Ali, who’d headed Syria’s national defense college in Damascus, escaped to Jordan in mid-August with some 200 members of his extended family.
His plan, which he said had the support of other defected officers and some rebel commanders in Syria, is a simple structure that would establish central control over the many rebel groups in Syria through the flow of arms, ammunition and logistics. It would establish commanders and sub-commanders in each of Syria’s 14 provinces and divide the country into two broader commands.
At the U.S. Central Command in Tampa, Fla., officials didn’t dispute that they’d met with Ali. Gen. James N. Mattis, the head of Centcom, “is able to meet with a wide variety of interested parties on a number of issues,” public affairs officer Oscar P. Seara said when he was asked about a meeting of top Centcom officers with Ali. “He maintains the confidentiality of any of the meetings he has.”
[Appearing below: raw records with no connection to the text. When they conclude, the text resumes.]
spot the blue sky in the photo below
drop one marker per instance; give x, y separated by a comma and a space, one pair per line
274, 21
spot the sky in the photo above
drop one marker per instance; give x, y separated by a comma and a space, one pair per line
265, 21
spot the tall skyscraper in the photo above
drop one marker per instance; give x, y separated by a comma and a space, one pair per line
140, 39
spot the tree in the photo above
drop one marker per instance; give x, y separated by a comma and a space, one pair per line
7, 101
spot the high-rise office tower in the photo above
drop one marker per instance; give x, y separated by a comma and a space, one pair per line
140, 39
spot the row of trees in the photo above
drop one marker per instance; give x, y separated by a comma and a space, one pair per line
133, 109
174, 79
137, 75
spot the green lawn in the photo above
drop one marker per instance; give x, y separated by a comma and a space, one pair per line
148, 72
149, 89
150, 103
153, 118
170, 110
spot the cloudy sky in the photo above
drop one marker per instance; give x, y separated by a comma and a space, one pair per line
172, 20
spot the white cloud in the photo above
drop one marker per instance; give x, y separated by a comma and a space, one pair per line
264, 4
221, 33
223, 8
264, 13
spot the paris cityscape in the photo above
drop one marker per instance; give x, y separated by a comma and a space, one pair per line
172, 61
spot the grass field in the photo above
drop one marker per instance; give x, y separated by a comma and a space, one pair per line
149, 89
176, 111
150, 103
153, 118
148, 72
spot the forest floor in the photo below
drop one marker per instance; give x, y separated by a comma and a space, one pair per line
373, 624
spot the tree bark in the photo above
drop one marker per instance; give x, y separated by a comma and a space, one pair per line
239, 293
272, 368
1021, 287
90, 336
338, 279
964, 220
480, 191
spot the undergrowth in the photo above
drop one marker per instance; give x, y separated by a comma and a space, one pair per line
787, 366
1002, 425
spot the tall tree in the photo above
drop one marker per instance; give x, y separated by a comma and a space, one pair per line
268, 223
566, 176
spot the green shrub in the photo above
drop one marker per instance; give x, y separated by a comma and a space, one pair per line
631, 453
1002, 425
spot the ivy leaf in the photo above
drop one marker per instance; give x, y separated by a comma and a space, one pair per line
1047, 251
The Obama administration dispatched a high-powered team, including Beth Jones, an assistant secretary of state, and Robert Ford, the former U.S. ambassador to Syria, to Doha, Qatar, to monitor meetings of the Syrian civilian opposition with an aim of consolidating Assad’s political opponents into a single, far more effective organization.
Neither Jones nor Ford would comment about whether they’d met with Ali or what the U.S. government thought of his plan. “We have nothing for you on that,” spokesman Daniel J. Ernst told McClatchy by email.
Ali acknowledged that American officials and others are right to be concerned that Islamist extremists could become the dominant force in the opposition and seek armed confrontation with Syria’s Christians, most of whom have been sitting out the uprising, and Alawites, the Muslim sect that includes the Assads and has dominated the country for four decades.
Christians and Alawites each compose as much as 10 percent of Syria’s population.
So how can leaders of the armed resistance provide assurance that weapons would get to the right place? Ali was asked.
“That is why we are seeking a military organization to stop and control these volunteer jihadists,” Ali said. “Our main hope is to keep security in Syria and to avoid sectarian war. We are looking to establish an organization to keep the country together.”